Bo ja osobiście czuję się urażony i obrażony.
Jak najbardziej rozumiem co się do mnie pisze. Ty Witku udajesz, że nie, ale to po prostu wynika z braku argumentów.
10:1 prosty układ. Wierzysz w to co piszesz? Bierzesz za to odpowiedzialność?
NIE!
Wszystko co napiszesz dalej cię pogrąża. Każdy następny post tylko bardziej cię szmaci.
Jednego jestem pewien. W sprawie tupetu. Nie 100, a 1000% miałem racji
 
  Odp: Nadzieja ... [0] 19.07 06:50
 
Drogi panie, podtrzymuje i biorę odpowiedzialność za to co napisałem w
poście od którego rozpoczęła się ta ,,dyskysja" tzn. że istnieje w rzekach
polskich przepływ Z B L I Ż O N Y do laminarnego i nie ma pan racji
pisząc o tym, iż przepływ w rzece jest li tylko turbulentny.

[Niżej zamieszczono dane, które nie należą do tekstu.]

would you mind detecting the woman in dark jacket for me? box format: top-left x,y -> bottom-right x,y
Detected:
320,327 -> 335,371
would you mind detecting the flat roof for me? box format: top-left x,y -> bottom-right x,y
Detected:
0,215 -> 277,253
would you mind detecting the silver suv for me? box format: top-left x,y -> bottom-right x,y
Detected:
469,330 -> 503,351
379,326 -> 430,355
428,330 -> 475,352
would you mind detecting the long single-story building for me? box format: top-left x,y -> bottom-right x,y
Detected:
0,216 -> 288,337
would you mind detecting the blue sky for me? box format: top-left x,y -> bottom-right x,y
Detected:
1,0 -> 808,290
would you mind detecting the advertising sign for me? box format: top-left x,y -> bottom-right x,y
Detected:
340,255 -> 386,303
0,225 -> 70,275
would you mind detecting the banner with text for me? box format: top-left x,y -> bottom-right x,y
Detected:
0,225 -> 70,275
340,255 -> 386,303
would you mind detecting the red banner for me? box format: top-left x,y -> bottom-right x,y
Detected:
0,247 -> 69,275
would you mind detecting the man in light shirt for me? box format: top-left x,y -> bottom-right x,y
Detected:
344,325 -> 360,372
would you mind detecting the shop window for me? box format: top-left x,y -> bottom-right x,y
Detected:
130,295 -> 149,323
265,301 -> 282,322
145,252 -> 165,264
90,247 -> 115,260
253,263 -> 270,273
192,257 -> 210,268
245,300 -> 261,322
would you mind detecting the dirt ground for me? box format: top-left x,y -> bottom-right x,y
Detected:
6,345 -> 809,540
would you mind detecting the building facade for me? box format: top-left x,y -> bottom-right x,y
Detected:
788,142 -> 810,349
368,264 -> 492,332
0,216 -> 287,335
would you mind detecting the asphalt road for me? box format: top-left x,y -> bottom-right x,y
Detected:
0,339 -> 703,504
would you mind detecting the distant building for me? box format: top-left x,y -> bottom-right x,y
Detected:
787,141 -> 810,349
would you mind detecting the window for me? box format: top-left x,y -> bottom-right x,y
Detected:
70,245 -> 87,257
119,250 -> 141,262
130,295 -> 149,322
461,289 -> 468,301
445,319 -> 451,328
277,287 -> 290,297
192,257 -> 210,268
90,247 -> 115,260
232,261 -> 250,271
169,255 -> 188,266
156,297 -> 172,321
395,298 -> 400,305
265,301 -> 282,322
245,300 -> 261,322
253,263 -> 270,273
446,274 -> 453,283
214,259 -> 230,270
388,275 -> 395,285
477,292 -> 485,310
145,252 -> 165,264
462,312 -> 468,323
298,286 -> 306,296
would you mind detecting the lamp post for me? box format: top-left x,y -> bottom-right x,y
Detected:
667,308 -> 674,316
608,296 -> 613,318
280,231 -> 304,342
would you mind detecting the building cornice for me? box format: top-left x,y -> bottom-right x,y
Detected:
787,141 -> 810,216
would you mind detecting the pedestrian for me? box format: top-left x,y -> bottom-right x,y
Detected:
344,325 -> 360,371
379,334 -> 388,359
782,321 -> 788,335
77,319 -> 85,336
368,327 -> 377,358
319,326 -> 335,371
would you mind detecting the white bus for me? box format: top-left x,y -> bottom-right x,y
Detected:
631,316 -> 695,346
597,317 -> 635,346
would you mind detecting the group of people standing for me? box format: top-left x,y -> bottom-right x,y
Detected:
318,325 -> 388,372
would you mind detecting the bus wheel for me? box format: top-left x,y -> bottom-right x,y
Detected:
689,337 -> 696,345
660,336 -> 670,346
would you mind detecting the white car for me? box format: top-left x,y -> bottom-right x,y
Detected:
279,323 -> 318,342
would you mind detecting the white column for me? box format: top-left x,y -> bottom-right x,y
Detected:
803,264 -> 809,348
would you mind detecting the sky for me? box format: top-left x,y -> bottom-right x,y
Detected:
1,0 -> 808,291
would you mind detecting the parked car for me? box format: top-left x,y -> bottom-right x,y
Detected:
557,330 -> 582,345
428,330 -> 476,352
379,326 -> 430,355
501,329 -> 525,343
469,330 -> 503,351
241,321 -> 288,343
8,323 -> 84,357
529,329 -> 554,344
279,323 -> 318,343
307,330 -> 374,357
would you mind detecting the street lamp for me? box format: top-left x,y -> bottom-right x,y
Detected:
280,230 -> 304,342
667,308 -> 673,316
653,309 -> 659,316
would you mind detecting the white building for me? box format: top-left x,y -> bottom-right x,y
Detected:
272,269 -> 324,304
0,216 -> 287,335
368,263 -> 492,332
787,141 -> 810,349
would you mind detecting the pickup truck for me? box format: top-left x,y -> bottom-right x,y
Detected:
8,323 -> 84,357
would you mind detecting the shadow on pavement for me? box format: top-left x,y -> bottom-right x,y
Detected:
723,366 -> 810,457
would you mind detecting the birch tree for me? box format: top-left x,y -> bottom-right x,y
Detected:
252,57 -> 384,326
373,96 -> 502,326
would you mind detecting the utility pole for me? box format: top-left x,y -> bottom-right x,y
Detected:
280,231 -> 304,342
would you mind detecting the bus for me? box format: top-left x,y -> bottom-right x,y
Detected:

Na dowód tego
ma pan cytaty ze źródeł różnych w tym także fachowych.
Niestety nie czyta pan uważnie tego co pisałem i czepił się pan tego
zakładu, co tak między nami uważam za wyjątkowo żałosne. Dla mnie
ostatecznie stracił pan twarz. Jakąkolwiek dyskusję z panem na tym
forum uważam za definitywnie zakończoną
 
  Odp: Nadzieja ... [0] 18.07 23:43
 
100 000 zł za co? Aż tak ważne są dyskusje na FFF? Idźcie na ryby, najlepiej w teamie Mariusz + Witek. Proponuję jelce na chlebek.